We had been visiting Victorino’s frequently for the past year but it had always been for another reason: Heny Sison’s cakes. This time around, Mr. B insisted on trying the savory dishes of the restaurant.
Victorino’s was quite special as it is not only a Filipino restaurant, but it is also one that specializes in Ilocano cuisine. Although it could potentially be an interesting visit, my parents both hailed from Ilocos and our home-cooked meals often included Ilocano dishes. Suffice it to say, I wasn’t too keen on this having this meal, but I let Mr. B have things his way at times.
Our favorite table was arranged as part of a bigger banquet-like seating that afternoon, and we were seated in an unfortunate section of the restaurant. The staff was busy preparing for what seemed to be an event later that day, and so the service throughout our meal was generally slow and quite terrible.
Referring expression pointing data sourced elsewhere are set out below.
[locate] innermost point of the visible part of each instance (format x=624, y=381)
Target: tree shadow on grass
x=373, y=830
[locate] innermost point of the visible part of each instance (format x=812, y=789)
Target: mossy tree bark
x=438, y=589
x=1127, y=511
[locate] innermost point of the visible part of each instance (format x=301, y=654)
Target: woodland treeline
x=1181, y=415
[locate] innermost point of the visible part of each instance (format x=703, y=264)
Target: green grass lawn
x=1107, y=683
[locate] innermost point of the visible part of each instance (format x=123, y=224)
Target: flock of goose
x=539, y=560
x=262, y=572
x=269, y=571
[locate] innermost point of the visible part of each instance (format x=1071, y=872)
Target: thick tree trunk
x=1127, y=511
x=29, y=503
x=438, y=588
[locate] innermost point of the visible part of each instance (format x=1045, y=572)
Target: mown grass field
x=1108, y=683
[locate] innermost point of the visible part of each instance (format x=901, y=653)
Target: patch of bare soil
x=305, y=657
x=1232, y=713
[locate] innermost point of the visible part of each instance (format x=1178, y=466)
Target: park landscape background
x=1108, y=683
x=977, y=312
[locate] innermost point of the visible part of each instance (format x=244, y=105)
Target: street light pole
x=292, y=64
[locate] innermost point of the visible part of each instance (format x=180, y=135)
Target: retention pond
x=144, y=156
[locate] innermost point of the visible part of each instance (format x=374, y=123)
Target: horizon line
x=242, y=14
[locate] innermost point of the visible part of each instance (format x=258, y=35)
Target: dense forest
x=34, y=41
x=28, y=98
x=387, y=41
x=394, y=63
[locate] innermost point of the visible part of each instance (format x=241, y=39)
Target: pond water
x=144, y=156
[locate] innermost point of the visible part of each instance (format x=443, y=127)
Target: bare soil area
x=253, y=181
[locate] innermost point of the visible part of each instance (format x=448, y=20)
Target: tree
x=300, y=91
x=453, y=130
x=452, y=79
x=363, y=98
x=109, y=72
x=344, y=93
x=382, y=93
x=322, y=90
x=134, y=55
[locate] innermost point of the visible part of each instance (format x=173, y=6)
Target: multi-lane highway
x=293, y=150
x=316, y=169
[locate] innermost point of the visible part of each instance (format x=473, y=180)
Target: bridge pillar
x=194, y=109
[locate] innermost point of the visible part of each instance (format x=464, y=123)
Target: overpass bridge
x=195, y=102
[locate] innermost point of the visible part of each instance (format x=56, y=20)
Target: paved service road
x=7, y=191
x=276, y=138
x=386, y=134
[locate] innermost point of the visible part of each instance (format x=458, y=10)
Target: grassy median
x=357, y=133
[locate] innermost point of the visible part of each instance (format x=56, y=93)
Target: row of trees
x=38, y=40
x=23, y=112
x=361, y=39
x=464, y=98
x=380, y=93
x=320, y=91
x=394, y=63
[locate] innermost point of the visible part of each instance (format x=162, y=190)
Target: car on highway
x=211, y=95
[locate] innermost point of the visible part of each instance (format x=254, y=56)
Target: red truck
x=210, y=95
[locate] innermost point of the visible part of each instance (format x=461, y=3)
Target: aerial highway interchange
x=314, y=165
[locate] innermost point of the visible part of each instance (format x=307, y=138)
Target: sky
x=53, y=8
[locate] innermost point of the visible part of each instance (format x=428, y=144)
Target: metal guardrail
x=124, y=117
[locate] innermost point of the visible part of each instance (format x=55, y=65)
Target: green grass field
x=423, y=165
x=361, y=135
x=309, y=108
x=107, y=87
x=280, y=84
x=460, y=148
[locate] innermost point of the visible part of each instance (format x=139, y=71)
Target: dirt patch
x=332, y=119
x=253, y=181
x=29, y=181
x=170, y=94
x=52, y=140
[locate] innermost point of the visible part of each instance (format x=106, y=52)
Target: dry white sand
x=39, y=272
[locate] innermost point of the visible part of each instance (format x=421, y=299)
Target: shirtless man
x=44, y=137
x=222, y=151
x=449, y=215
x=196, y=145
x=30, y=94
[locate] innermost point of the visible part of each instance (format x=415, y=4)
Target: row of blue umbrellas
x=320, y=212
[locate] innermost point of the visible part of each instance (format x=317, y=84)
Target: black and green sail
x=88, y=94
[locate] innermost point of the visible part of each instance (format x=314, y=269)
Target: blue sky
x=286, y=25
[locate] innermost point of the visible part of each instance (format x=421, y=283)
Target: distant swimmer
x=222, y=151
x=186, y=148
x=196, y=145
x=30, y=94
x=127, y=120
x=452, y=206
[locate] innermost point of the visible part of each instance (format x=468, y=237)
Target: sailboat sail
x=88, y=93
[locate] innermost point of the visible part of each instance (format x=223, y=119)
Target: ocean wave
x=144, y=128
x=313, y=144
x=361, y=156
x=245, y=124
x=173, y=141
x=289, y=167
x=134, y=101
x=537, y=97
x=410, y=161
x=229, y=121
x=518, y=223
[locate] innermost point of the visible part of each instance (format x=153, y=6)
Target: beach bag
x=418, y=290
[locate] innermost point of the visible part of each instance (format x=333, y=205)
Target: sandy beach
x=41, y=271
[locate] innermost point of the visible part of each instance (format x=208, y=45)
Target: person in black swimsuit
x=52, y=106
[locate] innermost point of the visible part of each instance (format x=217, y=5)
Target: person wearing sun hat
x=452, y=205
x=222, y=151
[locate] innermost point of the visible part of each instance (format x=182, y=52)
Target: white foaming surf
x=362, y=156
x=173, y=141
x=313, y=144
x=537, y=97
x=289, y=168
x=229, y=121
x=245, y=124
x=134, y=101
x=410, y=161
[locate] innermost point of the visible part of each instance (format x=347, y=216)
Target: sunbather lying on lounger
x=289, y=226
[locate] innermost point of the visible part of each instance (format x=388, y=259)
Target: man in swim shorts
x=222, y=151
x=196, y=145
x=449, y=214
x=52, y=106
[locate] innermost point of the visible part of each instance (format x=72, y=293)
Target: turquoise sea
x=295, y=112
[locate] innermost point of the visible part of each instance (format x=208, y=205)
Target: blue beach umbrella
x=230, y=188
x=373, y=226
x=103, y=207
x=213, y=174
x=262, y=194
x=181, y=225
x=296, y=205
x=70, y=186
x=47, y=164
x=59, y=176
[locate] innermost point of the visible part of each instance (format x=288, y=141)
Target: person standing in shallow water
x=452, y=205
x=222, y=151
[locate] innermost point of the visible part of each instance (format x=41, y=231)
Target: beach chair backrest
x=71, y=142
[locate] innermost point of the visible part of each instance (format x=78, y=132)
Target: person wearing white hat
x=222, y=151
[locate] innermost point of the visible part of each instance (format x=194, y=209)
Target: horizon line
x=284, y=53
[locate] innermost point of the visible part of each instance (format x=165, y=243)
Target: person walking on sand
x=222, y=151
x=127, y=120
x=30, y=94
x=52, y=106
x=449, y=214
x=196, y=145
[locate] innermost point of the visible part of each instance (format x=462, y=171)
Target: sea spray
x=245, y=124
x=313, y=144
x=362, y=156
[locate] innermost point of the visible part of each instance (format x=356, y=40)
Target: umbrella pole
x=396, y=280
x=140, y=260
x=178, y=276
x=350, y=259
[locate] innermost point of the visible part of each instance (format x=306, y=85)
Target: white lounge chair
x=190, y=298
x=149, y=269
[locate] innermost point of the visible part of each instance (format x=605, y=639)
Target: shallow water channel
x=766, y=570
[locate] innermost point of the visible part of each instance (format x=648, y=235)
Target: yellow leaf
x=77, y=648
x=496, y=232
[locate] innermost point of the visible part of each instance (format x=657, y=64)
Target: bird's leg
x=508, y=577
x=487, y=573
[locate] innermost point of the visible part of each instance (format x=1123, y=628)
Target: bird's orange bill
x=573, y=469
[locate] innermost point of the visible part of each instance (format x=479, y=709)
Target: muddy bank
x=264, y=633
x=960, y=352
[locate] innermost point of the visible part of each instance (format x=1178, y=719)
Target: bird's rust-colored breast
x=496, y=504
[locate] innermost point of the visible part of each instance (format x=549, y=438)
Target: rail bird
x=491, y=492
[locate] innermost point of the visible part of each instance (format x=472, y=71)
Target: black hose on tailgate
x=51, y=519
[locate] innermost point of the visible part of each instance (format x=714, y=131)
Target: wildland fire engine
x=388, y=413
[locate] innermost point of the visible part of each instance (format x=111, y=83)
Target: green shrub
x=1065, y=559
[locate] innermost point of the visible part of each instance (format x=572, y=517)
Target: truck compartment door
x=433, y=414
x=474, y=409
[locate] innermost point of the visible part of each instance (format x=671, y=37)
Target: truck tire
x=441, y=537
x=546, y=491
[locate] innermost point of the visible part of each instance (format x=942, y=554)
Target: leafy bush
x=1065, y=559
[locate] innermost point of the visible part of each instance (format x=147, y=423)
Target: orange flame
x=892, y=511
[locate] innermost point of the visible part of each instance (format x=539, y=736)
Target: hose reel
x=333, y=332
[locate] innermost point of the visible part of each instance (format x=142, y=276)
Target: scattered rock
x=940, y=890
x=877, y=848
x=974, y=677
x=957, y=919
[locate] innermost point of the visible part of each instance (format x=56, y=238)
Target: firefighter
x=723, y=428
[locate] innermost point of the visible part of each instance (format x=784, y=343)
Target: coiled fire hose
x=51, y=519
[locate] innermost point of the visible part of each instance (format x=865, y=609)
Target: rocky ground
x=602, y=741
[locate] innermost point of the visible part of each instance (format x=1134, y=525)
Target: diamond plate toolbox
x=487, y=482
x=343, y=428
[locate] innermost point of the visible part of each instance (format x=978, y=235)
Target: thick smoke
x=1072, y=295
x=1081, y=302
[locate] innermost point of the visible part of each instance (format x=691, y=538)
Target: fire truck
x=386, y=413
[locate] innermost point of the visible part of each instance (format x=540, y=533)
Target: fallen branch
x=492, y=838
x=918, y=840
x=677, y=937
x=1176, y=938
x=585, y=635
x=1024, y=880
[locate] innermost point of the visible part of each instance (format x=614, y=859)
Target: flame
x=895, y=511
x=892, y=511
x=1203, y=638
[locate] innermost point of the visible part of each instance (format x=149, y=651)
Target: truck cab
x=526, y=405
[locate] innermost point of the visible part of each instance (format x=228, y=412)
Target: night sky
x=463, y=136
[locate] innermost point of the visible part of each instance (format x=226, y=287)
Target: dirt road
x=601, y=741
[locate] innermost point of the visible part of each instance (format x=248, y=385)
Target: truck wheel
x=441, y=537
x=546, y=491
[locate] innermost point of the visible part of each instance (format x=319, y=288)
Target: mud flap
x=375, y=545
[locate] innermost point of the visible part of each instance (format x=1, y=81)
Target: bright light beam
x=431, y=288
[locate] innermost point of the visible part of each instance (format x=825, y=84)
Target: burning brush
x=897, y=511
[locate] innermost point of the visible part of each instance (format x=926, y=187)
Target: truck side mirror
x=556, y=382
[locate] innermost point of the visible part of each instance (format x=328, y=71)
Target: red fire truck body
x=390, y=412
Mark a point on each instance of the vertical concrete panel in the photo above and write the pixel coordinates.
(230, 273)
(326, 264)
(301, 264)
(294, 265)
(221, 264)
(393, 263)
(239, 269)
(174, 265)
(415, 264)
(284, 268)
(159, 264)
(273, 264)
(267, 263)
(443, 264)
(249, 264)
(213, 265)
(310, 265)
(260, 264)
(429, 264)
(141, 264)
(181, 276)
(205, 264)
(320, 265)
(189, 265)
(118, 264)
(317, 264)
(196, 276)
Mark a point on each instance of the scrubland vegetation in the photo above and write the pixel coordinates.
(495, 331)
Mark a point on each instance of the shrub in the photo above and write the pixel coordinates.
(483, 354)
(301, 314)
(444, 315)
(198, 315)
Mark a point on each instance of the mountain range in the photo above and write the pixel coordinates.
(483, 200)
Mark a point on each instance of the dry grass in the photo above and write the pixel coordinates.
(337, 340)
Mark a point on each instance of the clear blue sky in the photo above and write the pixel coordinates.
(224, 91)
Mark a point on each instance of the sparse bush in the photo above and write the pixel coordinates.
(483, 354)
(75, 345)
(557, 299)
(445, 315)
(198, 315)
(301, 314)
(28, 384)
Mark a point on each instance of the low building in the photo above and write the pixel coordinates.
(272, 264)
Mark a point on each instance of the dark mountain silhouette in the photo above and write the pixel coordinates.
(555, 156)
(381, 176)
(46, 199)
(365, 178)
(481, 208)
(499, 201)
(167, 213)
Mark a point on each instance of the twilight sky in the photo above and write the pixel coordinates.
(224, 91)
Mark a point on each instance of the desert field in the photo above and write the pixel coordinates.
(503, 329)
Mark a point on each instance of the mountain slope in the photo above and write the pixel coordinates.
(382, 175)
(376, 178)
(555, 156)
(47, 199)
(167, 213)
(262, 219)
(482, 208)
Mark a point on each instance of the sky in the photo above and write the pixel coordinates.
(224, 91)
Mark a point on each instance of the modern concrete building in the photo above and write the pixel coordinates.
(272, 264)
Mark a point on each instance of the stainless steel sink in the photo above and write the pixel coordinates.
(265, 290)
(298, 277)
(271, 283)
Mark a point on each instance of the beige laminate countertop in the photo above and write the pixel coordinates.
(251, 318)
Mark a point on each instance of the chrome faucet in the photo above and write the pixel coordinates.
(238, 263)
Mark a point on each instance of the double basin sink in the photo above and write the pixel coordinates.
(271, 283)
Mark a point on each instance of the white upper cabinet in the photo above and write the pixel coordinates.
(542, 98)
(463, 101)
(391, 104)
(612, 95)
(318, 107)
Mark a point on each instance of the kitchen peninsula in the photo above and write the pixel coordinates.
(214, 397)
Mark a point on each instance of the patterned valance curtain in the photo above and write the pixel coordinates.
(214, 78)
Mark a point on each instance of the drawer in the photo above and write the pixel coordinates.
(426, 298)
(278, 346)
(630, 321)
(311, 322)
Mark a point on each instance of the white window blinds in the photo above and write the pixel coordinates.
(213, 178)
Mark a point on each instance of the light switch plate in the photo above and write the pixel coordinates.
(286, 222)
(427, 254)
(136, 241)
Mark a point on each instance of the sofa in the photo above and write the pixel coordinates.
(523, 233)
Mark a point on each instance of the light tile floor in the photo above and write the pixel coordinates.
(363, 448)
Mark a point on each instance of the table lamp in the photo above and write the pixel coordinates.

One of the enjoyable portions of this meal was browsing through the menu. I took delight from reading the Ilocano names of the dishes, and even making an attempt to explain some of them to Mr. B. I honestly would have loved to have some papaitan, a bitter soup of innards, but Mr. B opted for the boring sinigang instead. The rest were chosen by me, mostly determined by things I craved the most (that were too cumbersome to replicate at home) and the food I wanted Mr. B to try.
Our meal started off with a giant bowl of sinigang with crispy pork belly. We were very surprised that it came in such a big serving that we instantly knew that we ordered too much. Despite having an abundance of vegetables, the crispy pork cubes were still generous. I still doubt whether the crispy bagnet was worth being drenched in the sinigang broth, but I appreciated the quality of this pork belly. The layers of fat and meat appeared very good to me as the layers were distinct and was more meat than fat, and I could only surmise that they used a premium cut of pork. Unfortunately, I didn’t enjoy the broth of the sinigang. Something tasted off to me, until I realized what it was: ginger. While I would love ginger for a fish/seafood sinigang, its presence in the pork version was a bit confusing and unwarranted in my opinion.
The next dish that graced our table was a distinctly Ilocano dish: igado. It’s a pork dish made of innards and lean meat, almost like a bopis without the sauce and with chunkier cuts of meat. Upon first bite, I was hooked. Their version seemed authentic to me, with a wide array of internal organs and enough fat that just contributed to the depth of meaty umami.
Initially, I was hesitant on ordering poqui-poqui, but I wanted Mr. B to try this dish. Unfortunately, it was far from what I expected. I wasn’t sure if it was missing eggs, tomatoes or onions, but it wasn’t as good as I hoped it would be. It certainly wasn’t the creamy, decadent eggplant-egg dish I conjured it up to be.
Contrary to my expectation of it being our appetizer, the empanada was last to arrive at our table. This famous Ilocano snack was piping hot when it was served, and I was truly craving for this as it had been so long since I last had a bite. The wrapper was a bit too thick but it was forgivable. The papaya shreds were julienned instead of peeled, providing a very crunchy texture that I honestly found just too much (traditionally, the papaya was grated coarsely). The double-double suggestion of our waiter (which was double egg and double longganisa) proved to be fantastic as the ratios of meat, egg and papaya seemed appropriate. After adding some vinegar to this fried treat, I was a happy camper.
Of course, we wouldn’t dare end a meal here without trying another one of Heny’s cakes. It was tarta quemada this time around. The sponge cake layers were very light, and the whipped cream was a perfect complement to the cake. The crumb was much coarser than their strawberry shortcake, but overall the combination was still good. It was topped with a yema-like bruleed topping, and it was great ending to an already very filling meal. I loved it.